O objetivo dessa chamada pública é apoiar financeiramente projetos de pesquisa que promovam a melhoria da qualidade da atenção à saúde no Estado de Goiás representando significativa contribuição para o desenvolvimento da Ciência Tecnologia e Inovação em Saúde (CT&IS), no contexto do Sistema Único de Saúde (SUS). É realizada em parceria com o Departamento de Ciência e Tecnologia da Secretaria de Ciência, Tecnologia e Insumos Estratégicos (Decit/SCTIE) do Ministério da Saúde, o Conselho Nacional de Desenvolvimento Científico e Tecnológico (CNPq) e a Secretaria de Estado da Saúde (SES).

Com base nos resultados das pesquisas realizadas pela equipe LADOPAR já foram publicados três artigos científicos em revistas internacionais renomadas e mais um está em análise. O primeiro, na revista Experimental and Applied Acarology (Fator de Impacto: 2.380), tratou sobre a dinâmica sazonal do carrapato A. sculptum para o estado de Goiás, revelando como ele se comporta.  O segundo artigo foi publicado na Parasites and Vectors (Fator de Impacto: 4.047). O grupo de trabalho fez uma revisão da dinâmica dessa espécie de carrapato envolvendo todos os estudos que já se tem publicações na América do Sul. O terceiro, publicado na Animals (Fator de Impacto: 3.231), trata sobre a descoberta de uma nova espécie de Babesia sp. (protozoário) em capivaras para o mundo.

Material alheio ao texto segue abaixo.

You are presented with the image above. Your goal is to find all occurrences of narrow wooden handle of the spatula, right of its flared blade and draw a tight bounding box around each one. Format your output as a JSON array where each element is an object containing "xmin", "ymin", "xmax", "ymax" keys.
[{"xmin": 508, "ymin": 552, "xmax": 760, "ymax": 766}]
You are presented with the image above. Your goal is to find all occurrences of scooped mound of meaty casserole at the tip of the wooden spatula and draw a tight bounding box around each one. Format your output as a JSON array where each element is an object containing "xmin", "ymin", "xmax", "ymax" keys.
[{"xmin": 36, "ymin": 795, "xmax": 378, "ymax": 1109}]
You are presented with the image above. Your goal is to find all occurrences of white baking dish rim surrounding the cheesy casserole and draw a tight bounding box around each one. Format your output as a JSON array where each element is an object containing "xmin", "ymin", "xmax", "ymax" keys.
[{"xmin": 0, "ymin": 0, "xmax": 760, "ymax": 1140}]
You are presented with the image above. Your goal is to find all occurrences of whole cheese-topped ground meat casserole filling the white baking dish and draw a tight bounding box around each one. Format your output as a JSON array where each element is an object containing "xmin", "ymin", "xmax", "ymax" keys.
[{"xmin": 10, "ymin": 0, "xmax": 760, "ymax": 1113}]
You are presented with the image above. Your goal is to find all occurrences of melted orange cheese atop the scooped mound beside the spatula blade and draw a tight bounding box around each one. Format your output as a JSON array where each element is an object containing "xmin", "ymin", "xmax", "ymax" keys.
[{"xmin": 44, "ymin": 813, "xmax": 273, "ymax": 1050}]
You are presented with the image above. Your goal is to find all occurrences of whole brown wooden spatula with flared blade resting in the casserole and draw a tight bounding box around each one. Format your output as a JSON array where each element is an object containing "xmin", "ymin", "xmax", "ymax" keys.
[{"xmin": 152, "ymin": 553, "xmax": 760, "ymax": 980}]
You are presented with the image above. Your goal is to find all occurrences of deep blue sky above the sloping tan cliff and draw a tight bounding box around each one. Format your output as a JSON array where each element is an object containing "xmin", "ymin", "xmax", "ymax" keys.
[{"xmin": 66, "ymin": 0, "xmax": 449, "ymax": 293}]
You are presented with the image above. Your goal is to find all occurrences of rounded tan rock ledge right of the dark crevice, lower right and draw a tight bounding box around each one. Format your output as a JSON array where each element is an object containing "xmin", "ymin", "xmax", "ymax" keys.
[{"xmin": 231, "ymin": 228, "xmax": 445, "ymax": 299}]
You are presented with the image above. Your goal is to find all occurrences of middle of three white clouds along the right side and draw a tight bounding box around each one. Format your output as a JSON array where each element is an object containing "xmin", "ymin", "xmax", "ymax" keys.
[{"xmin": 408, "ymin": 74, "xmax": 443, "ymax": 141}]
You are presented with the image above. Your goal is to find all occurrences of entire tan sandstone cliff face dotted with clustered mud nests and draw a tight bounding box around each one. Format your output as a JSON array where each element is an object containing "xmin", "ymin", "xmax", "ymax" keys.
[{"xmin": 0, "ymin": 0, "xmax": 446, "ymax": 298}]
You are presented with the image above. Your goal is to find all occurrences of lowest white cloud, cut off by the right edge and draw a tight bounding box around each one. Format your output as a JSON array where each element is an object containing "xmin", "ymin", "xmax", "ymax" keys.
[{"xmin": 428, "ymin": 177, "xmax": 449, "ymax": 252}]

Equipe em campo para coletar capivaras, sob a coordenação do pesquisador doutor Felipe Krawczak
Foto: Arquivo Pessoal

Segundo o Felipe, mais um artigo já está em submissão para avaliação em revista internacional. Ele explica que foi feita uma análise molecular de DNA de Rickettsia detectado em carrapato do gênero Amblyomma, e posteriormente submetido ao sequenciamento de DNA para detecção da espécie. “Esses dados reforçam a necessidade da continuidade das pesquisas e da vigilância para FMB no estado de Goiás”, fiz Felipe. O estudo contemplado pelo PPSUS, fomentado pela Fapeg, será finalizado em abril.